Toplumun “uyanma” tehlikesine karşı geliştirilen Terörle Mücadele Yasası (TMY) ise hayatımıza bakın ne getirdi?[1]1
• Terör suçlarının kapsamı genişletilirken, terör nedeniyle verilen hapis cezalarının paraya çevrilmesi ve ertelenmesi engellendi.
• Yasaya göre, cebir ve şiddet kullanılarak, baskı, korkutma, yıldırma yöntemleriyle suç işlemek üzere terör örgütü kuran, yöneten ve üye olanlar, TCK’nin ‘silahlı örgüt’ hükümlerine göre cezalandırılacak.
• Terör örgütünün düzenlediği eylemlerde yüzünü kapatanlara, örgüte ait amblem ve işaretleri taşıyanlara, slogan atanlara 1 yıldan 5 yıla kadar hapis cezası verilecek.
• Terörü finanse edenler örgüt üyesi gibi cezalandırılacak.
• Kamu görevlileri ile muhbirlerin kimliklerini açıklayan, hedef gösteren, örgütün bildiri veya açıklamalarını yayımlayanlar 1 yıldan 3 yıla kadar hapis cezasına çarptırılacak.
• Örgütün propagandasını yapan süreli yayınlar hâkim kararı ile 15 günden 1 aya kadar durdurulacak.
• Terör olaylarına karışan 15 yaşın üstündeki çocuklar da ağır ceza mahkemelerinde yargılanacak.

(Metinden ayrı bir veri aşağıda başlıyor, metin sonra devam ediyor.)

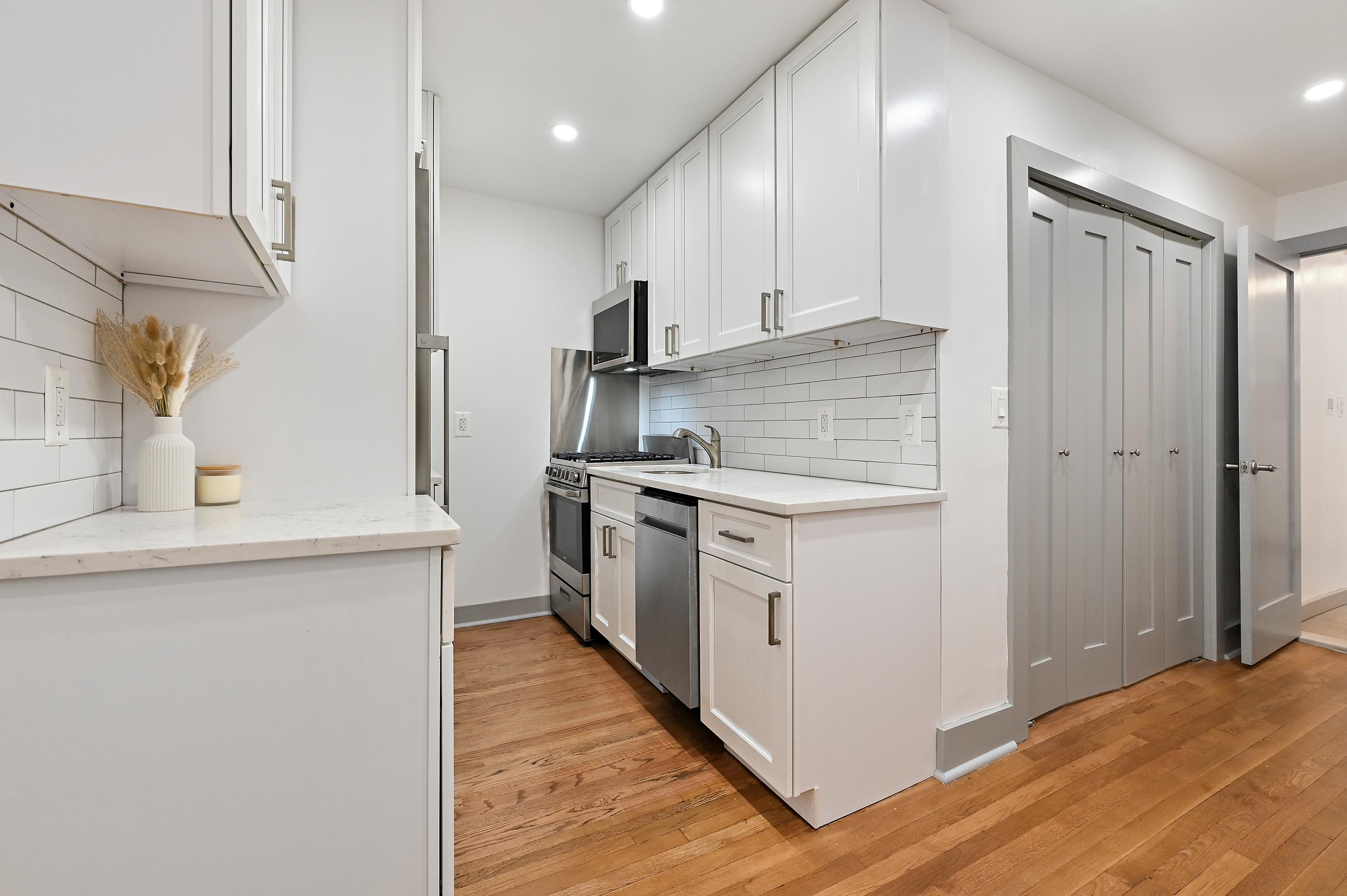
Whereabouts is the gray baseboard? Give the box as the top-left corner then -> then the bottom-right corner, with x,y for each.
1300,587 -> 1347,620
454,594 -> 552,628
935,703 -> 1028,780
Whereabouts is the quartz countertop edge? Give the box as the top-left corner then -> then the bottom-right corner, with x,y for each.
0,494 -> 461,579
590,466 -> 947,516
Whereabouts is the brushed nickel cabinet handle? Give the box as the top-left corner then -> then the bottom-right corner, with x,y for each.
767,592 -> 781,647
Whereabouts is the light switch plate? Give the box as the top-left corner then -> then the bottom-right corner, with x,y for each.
898,404 -> 921,445
818,404 -> 836,442
43,364 -> 70,445
992,385 -> 1010,430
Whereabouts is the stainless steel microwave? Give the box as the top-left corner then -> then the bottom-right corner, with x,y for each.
590,280 -> 649,372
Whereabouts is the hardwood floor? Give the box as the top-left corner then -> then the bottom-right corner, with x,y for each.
454,617 -> 1347,896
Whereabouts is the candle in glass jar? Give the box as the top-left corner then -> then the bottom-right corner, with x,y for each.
196,463 -> 244,506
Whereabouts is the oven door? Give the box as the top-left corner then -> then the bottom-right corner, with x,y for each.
547,482 -> 590,594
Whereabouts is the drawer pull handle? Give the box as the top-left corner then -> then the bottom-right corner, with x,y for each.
767,592 -> 781,647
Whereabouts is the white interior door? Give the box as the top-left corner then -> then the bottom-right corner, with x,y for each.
1230,228 -> 1301,665
707,69 -> 776,352
674,128 -> 711,357
775,0 -> 880,334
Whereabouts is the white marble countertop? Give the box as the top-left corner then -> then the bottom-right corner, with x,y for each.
0,494 -> 459,579
590,465 -> 947,516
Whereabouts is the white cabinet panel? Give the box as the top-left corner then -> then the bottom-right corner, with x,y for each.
776,0 -> 880,335
645,159 -> 678,364
590,513 -> 641,668
701,554 -> 796,796
671,128 -> 711,358
709,69 -> 776,352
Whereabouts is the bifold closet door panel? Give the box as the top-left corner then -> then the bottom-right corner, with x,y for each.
1156,233 -> 1204,667
1122,218 -> 1176,685
1010,183 -> 1072,718
1067,198 -> 1125,701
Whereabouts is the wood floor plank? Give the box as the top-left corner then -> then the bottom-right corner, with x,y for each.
454,617 -> 1347,896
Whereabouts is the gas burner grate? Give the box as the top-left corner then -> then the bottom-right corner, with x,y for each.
552,451 -> 678,463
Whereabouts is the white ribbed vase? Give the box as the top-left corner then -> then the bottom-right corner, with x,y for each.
138,416 -> 196,511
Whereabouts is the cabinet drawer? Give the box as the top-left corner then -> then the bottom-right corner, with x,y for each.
590,476 -> 641,526
696,501 -> 791,582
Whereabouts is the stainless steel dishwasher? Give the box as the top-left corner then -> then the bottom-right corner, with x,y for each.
636,489 -> 701,709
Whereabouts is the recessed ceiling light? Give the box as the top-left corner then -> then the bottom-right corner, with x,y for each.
1300,81 -> 1343,100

Avrupa İnsan Hakları Mahkemesi’nde aleyhine en çok dava açılan ülke olarak ülkemiz, “demokrasinin” geri (!) olduğu Irak, İran, Kuzey Kore (!) gibi ülkeleri de geride bırakmış durumda. Türkiye’deki siyasi tutuklu ve hükümlü sayısı da başka bir rekor kırdığımız alan olarak karşımıza çıkıyor. Bir araştırmaya göre; dünyadaki 35 bin civarındaki siyasi tutuklunun 12 bini Türkiye’de bulunuyor. Bu rakamın da büyük çoğunluğunu ‘terör örgütü üyeliği’nden tutuklular oluşturuyor.[2]2 Sisteme muhalefetin bile terör örgütü üyeliğine ilişkilendirilme durumu, 21. Yüzyılda halkların ayaklanması ihtimalinin bile egemenler tarafından ne kadar korkutucu ve önlem alınması gereken bir olgu olduğunu gözler önüne seriyor. Siyasi tutuklular için cezaevlerinin yüksek güvenlikli ve tecrit koşullarına dönüştüğü bu süreçte, bununla paralel bir şekilde adi mahkûmlar için ‘bedava’ emek gücü elde edilen ‘fabrikalara’ dönüşümü de gerçekleşiyor. Bu durumu bir başka yazımda ele almak üzere tüm siyasi mahkûmlara özgürlük diliyorum.
Dipnotlar:
[1] Ahmet Çetin Durukanoğlu, “Yeni Güvenlik ve Baskı Politikaları”, Ceza İnfaz Sistemlerinin Dünü, Bugünü ve Sosyal Dayanışmanın Örgütlenmesi Üzerine Sempozyumu, İstanbul, sf. 91 – 123, 2009.